Composition, stoichiométrie, dynamique et organisation spatiale de la voie de costimulation CD28 dans des lymphocytes T primaires stimulés de manière physiologique – SUPER-BASILIC

Bien que le récepteur pour l'antigène des lymphocytes T occupe une place centrale dans la physiologie des cellules T, il ne fonctionne pas isolément et les signaux qu'il délivre sont renforcés par ceux de molécules co-stimulatrices comme CD28. Nous avons récemment identifié une nouvelle protéine intracytoplasmique appelée RLTPR et dont l’importance fonctionnelle montre que la complexité du réseau de signalisation CD28 est plus élevé qu'on ne le pensait à l'origine. L'objectif du présent projet multidisciplinaire est donc d'élucider la composition, la dynamique et, surtout, l'organisation spatiale de la voie co-stimulatrice CD28 de cellules T primaires lorsque déclenchée par des stimuli physiologiques. L'hypothèse à la base du présent projet est qu'en établissant par purification d’affinité et spectrométrie de masse (AP-MS) la composition, la stoechiométrie et la dynamique des complexes de signalisation (signalosomes) s'assemblant autour des noeuds de signalisation CD28 et RLTPR, nous dévoilerons les circuits de signalisation moléculaire utilisés par CD28, un déclencheur clé de l'immunité adaptative. Cependant, pour aller au-delà d’une «collection de timbres», il est essentiel de décrire l’organisation spatiale des interactions protéine-protéine documentées au travers des approches d’interactomique. Par conséquent, une grande partie du présent projet sera consacrée à établir une vision à la fois statique et dynamique décrivant à l’échelle d’une cellule individuelle l'organisation des principales interactions protéine-protéine impliquées dans la signalisation CD28 avec une résolution spatiale et temporelle élevée, et à en comprendre leurs évolutions à la suite de l'engagement de CD28. Ceci est crucial dans la mesure où l'AP-MS nécessite l'analyse simultanée d'un grand nombre de cellules T et ne fournit donc qu'une vue ‘moyennée’ de la composition et de la dynamique des signalosomes. La validation des cartes spatiotemporelles résultantes et des relations de causalité inférées sera réalisée par l'intermédiaire de technique d’édition génique accélérée dans les cellules T primaires.
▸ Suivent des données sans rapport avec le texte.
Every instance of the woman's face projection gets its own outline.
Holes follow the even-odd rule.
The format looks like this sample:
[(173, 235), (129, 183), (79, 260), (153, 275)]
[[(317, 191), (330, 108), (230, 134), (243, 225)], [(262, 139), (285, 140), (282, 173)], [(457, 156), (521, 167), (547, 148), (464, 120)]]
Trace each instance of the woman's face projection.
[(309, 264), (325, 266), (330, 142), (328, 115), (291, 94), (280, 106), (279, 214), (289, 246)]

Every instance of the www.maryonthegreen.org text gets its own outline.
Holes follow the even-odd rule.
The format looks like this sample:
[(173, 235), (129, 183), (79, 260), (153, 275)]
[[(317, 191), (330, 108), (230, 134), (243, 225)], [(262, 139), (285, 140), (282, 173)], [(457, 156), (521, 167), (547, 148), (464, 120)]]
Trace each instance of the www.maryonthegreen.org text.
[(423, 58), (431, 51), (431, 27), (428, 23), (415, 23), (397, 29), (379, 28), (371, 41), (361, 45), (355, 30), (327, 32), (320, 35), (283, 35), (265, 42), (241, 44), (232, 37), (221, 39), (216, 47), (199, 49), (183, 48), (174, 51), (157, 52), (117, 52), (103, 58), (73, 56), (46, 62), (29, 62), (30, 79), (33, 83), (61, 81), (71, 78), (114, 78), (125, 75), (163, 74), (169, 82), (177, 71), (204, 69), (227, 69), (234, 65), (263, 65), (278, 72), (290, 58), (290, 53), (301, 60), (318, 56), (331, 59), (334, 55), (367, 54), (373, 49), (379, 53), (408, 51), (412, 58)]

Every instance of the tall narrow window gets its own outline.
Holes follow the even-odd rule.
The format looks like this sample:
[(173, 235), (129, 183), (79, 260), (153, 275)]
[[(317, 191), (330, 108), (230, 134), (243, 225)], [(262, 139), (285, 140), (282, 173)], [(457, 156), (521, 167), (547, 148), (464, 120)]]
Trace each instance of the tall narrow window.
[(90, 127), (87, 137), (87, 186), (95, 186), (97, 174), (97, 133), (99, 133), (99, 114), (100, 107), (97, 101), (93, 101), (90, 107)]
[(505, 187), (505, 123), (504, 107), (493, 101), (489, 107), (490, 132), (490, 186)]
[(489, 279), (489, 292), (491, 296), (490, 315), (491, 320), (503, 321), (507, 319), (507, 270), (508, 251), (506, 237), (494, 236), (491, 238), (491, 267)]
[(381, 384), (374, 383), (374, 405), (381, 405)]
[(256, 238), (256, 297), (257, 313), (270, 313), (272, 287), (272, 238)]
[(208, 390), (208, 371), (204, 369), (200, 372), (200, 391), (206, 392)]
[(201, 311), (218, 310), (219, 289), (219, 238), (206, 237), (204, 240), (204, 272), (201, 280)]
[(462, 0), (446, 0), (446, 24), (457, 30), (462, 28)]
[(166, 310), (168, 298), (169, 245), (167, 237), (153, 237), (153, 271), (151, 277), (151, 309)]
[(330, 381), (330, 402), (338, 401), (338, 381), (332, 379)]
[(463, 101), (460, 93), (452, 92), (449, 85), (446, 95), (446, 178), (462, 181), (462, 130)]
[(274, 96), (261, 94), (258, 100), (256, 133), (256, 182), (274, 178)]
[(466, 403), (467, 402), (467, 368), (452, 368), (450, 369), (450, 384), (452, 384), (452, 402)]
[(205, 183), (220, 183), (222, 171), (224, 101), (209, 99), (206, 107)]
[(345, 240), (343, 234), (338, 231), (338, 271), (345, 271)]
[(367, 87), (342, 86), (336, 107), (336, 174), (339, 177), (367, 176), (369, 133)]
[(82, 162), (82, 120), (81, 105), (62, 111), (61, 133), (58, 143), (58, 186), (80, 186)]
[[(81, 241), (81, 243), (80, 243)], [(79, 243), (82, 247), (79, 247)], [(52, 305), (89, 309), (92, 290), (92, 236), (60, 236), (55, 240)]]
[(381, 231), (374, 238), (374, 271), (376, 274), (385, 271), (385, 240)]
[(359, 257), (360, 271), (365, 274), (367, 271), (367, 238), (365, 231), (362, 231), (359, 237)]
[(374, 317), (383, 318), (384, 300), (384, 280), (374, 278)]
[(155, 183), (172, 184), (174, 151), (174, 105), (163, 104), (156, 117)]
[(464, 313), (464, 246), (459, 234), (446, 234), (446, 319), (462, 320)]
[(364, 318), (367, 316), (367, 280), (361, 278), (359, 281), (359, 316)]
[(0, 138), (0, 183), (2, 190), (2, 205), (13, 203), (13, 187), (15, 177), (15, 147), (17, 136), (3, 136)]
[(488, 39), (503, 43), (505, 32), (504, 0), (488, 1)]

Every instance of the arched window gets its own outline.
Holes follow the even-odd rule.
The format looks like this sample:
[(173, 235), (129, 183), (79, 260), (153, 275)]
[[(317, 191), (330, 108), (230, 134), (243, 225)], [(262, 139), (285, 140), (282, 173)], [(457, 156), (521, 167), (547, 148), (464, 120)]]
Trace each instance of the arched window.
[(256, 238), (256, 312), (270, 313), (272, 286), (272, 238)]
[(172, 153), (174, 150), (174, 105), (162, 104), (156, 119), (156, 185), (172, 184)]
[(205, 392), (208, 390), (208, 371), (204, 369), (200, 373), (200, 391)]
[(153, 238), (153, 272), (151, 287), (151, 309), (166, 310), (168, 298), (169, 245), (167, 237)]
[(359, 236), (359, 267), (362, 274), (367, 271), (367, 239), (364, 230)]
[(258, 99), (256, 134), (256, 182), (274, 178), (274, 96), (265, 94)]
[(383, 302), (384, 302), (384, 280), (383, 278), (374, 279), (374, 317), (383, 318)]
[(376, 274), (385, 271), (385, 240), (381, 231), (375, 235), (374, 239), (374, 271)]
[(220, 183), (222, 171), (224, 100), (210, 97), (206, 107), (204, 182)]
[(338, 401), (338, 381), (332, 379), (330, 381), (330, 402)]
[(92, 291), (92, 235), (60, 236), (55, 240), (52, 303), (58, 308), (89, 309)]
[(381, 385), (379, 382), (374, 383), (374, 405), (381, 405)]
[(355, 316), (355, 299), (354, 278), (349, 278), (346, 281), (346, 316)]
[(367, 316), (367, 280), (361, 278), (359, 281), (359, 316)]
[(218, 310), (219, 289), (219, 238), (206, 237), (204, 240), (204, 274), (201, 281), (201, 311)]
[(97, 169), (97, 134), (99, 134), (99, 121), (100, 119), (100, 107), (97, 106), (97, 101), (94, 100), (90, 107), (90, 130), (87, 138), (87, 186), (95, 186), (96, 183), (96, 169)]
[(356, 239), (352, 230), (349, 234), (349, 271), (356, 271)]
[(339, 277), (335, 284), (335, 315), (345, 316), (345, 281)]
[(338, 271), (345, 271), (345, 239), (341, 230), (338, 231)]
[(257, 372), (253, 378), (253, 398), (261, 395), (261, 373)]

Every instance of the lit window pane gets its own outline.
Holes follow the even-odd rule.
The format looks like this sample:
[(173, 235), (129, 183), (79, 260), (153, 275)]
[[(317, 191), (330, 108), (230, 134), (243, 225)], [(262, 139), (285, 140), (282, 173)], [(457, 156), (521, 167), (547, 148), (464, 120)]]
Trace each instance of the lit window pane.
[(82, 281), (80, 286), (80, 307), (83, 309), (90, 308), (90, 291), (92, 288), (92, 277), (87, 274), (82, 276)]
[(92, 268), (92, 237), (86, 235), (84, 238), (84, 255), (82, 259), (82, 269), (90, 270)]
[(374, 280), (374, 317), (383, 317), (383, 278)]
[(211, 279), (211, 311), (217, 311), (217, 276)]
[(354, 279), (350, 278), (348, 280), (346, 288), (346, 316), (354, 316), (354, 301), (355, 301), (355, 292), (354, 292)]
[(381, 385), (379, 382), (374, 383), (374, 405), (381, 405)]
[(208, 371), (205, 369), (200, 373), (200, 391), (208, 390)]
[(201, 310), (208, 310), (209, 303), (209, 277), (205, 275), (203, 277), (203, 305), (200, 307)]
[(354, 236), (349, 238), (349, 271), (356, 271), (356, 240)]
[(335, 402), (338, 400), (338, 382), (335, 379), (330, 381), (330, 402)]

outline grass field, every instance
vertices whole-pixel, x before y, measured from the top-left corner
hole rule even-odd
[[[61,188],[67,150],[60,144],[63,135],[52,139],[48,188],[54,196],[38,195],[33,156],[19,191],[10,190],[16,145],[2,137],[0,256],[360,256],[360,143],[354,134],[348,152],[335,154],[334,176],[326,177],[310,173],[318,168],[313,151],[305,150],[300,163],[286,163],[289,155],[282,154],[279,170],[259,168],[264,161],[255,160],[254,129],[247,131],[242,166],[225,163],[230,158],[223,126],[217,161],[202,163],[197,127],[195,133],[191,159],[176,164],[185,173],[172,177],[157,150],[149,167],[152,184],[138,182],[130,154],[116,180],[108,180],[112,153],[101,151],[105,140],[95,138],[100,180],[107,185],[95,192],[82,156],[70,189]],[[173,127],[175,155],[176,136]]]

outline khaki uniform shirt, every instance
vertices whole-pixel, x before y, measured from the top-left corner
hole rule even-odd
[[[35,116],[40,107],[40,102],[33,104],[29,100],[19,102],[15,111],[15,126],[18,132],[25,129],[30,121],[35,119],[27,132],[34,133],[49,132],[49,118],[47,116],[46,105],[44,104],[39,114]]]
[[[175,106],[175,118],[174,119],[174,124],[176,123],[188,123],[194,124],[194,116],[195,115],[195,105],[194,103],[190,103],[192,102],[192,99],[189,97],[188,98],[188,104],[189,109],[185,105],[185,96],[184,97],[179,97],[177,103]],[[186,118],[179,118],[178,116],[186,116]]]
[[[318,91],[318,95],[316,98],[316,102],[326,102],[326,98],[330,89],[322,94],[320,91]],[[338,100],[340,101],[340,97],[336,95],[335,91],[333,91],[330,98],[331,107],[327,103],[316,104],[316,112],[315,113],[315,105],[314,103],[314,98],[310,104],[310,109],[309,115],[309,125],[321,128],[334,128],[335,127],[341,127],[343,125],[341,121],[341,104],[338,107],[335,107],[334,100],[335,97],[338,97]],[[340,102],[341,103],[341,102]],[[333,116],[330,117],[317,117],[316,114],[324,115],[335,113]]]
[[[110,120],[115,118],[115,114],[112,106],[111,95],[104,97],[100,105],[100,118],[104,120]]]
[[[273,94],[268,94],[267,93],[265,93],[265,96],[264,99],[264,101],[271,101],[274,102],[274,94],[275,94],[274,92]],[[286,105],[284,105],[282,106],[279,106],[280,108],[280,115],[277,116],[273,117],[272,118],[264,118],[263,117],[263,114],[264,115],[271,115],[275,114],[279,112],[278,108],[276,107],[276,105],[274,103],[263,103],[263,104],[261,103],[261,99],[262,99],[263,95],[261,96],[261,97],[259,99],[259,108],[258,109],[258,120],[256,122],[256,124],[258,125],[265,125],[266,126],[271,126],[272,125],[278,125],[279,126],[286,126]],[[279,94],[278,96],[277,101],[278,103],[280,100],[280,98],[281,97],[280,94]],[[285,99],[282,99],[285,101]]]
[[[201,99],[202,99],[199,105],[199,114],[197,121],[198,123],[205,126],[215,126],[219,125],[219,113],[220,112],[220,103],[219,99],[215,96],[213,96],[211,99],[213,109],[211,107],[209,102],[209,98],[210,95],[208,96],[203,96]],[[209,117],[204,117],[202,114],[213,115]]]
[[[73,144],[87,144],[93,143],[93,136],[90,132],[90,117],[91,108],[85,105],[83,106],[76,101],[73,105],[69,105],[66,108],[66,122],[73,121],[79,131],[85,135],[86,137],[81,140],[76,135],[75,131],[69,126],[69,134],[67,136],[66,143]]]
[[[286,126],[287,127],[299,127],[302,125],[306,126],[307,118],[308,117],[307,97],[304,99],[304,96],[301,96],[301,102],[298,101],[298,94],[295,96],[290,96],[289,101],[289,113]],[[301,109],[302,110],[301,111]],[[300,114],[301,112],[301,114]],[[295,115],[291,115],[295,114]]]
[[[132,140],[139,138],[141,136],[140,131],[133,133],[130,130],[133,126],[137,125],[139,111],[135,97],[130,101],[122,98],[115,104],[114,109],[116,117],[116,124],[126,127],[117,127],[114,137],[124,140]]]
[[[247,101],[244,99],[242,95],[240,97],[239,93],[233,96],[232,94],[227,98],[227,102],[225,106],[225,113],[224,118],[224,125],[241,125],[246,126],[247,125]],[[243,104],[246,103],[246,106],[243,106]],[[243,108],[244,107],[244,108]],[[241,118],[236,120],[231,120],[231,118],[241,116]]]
La nouveauté méthodologique du projet provient (1) de sa nature pluridisciplinaire, (2) de son utilisation de cellules T primaires (non transformées), (3) de sa capacité à sonder par AP-MS l'architecture et la dynamique des nœuds de signalisation CD28 et RLTPR, (4) de l'attention portée à la stoechiométrie des signalosomes étudiés, un paramètre clé largement ignoré dans les études précédentes, et (5) de la détermination à l’échelle cellulaire des relations spatio-temporelles existant entre les interactions moléculaires identifiées par AP-MS. Ce dernier aspect est basé sur la possibilité de localiser une seule molécule par une technique de microscopie appelée SMLM et une stratégie intégrée impliquant une cryo-immobilisation rapide des échantillons et des algorithmes conçus pour produire des analyses quantitatives robustes. Le «grand final» de notre projet consistera à intégrer l’ensemble des observations effectuées à plusieurs échelles afin de proposer un modèle complet de la voie de signalisation CD28. Bien que de nature fondamentale et destiné à comprendre au niveau systémique la complexité d'un déclencheur clé de l'immunité adaptative, notre projet offre des perspectives thérapeutiques claires puisqu'il devrait améliorer la conception rationnelle des immunothérapies ciblant les costimulateurs.